Indien een vast bedrag wordt overschreden door de architect komt zijn aansprakelijkheid in het gedrang door het louter niet behalen van het resultaat, zijnde het vast bedrag, tenzij kan worden bewezen dat er sprake is van overmacht. Bij een inspanningsverbintenis verbindt de architect zich om zo goed mogelijk een bepaald resultaat te behalen en zal zijn aansprakelijkheid pas in het gedrang komen wanneer kan worden aangetoond dat de architect tekort is geschoten in zijn contractuele verplichtingen anders dan het louter bereiken van het resultaat.
Het spreekt voor zich dat het aantonen van een fout bij een inspanningsverbintenis veel moeilijker is dan het bewijzen van een fout bij een resultaatsverbintenis. De architect zal daarom steeds in zijn contract met de bouwheer een raambudget stipuleren. Onze modelovereenkomsten vermelden dan ook letterlijk dat het afgesproken budget geldt als raming.
(On)toelaatbare budgetoverschrijding
Als de architect en bouwheer het raambudget hebben gestipuleerd in de architectenovereenkomst is het aan de architect om de plannen te realiseren in functie van de financiële middelen van de bouwheer. Rechtspraak en rechtsleer zijn van oordeel dat er een vermoeden van fout is in hoofde van de architect bij een overschrijding van het raambudget met meer dan 10 à 15%. Dergelijke overschrijding wordt als ontoelaatbaar beschouwd. Zo stelde het Hof van Beroep te Gent een de architect aansprakelijk bij een budgetoverschrijding van 17%.

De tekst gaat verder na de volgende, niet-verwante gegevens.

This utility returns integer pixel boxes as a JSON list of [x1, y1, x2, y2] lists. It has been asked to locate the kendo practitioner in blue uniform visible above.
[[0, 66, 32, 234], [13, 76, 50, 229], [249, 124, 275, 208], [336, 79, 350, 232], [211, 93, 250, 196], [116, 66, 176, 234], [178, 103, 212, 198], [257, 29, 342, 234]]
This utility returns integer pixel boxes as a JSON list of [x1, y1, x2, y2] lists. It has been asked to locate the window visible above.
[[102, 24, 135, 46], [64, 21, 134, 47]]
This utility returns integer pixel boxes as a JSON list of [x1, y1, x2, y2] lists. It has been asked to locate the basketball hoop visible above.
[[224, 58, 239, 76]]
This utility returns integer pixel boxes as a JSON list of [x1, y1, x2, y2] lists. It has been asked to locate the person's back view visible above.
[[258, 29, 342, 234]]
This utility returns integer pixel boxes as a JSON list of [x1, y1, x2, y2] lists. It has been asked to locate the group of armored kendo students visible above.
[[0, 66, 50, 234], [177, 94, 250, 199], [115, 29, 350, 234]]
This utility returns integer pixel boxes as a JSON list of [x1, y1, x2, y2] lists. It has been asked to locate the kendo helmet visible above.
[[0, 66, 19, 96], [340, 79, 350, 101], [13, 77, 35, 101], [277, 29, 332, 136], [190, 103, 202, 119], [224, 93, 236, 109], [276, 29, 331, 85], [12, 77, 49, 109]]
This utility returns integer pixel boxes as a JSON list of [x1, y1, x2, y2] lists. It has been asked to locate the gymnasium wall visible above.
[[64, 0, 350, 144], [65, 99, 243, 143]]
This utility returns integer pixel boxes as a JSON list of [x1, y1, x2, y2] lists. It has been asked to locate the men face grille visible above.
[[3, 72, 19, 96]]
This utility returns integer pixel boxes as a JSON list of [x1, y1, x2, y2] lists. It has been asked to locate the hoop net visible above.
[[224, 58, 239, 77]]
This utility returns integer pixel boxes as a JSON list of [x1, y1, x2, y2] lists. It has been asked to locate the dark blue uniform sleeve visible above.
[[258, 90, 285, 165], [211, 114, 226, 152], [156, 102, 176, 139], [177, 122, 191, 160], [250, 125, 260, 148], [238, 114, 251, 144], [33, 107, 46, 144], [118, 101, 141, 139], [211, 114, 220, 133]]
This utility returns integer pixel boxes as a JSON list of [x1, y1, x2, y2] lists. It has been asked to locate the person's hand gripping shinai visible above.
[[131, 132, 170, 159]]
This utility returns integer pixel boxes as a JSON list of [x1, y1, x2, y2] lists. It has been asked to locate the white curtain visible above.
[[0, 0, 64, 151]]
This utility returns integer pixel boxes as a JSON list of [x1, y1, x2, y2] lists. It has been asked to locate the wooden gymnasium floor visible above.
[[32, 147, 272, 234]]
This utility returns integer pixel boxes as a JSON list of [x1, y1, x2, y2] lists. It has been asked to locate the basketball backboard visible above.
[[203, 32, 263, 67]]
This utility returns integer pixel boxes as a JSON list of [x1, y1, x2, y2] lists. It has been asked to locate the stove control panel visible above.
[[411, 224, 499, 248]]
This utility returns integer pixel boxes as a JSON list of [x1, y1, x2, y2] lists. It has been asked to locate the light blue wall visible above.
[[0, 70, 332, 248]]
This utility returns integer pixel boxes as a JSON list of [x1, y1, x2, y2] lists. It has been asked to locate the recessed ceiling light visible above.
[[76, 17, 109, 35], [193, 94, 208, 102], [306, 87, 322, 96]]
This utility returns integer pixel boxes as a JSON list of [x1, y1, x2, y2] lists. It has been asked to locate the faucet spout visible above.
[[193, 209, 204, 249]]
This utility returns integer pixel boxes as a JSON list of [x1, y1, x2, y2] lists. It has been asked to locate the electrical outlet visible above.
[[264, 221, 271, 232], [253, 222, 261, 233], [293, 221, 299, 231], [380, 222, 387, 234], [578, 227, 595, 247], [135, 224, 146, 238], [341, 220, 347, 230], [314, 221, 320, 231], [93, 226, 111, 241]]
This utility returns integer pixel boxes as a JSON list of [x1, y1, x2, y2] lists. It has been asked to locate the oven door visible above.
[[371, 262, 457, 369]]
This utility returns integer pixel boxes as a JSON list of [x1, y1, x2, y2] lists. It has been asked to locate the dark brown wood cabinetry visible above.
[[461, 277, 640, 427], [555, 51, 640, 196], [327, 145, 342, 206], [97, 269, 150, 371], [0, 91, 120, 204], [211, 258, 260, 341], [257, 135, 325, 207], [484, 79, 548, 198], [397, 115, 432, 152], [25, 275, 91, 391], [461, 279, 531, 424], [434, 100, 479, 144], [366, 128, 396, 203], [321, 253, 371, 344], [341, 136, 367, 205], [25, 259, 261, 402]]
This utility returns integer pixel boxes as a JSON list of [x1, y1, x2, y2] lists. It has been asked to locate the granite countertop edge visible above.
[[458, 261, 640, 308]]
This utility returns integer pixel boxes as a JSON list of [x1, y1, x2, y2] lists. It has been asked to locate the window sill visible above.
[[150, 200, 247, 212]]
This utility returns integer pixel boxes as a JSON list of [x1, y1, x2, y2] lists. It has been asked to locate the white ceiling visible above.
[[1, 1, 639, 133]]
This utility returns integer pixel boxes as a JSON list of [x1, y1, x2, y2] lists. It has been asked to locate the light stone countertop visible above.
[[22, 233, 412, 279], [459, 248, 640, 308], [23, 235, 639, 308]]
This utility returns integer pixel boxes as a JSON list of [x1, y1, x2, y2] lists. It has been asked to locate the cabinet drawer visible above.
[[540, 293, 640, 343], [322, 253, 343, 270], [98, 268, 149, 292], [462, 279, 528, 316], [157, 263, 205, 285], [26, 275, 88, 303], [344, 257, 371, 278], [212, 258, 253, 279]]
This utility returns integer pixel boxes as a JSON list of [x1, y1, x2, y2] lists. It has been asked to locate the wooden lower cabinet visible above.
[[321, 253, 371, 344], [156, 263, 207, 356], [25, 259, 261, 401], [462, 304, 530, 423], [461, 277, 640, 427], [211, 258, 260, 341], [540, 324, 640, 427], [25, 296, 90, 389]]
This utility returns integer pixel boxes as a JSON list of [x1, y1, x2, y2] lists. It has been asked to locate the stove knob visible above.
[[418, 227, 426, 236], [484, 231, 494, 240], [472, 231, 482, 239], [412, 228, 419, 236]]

De fout van de architect wegens ontoelaatbare overschrijding van het raambudget kan worden weerlegd door de architect. Indien de architect bijvoorbeeld kan aantonen dat er sprake is van onvoorzienbare omstandigheden of een fout van de bouwheer of een derde, dan kan een budgetoverschrijding met meer dan 10 à 15% gerechtvaardigd zijn. Dit is bijvoorbeeld het geval bij bestelling van meerwerken door de bouwheer zelf of bij prijsstijging tijdens de werken. In dit geval dient de architect er uitdrukkelijk op te wijzen en de bouwheer in te lichten aangaande de financiële weerslag van deze meerwerken. Het Hof van Beroep van Antwerpen oordeelde dat de architect niet aansprakelijk was voor de meerkosten van een dikkere isolatie die door de bouwheer werd gevraagd na het bekomen van de bouwvergunning.In datzelfde arrest oordeelde het Hof dat de prijsstijging ten gevolge van de wetgeving inzake grondverzet en de stijging van de indexaanpassing factoren zijn die aan geen van beide partijen kan worden toegerekend.
De Rechtbank van Eerste Aanleg te Gent oordeelde bij vonnis van 17 november 1999 dat de architect zijn aansprakelijkheid niet kan ontlopen door aan te voeren dat de bouwheer, die voortdurend op de werf aanwezig was omdat hij de aannemer meehielp bij werken teneinde de kosten te drukken, kon voorzien dat deze werken nooit voor de oorspronkelijk geraamde kostprijs konden worden gerealiseerd. Het feit dat de bouwheer frequent op de werf aanwezig is, impliceert immers nog niet dat hij weet of dient te weten dat de oorspronkelijk raming zal worden overschreden.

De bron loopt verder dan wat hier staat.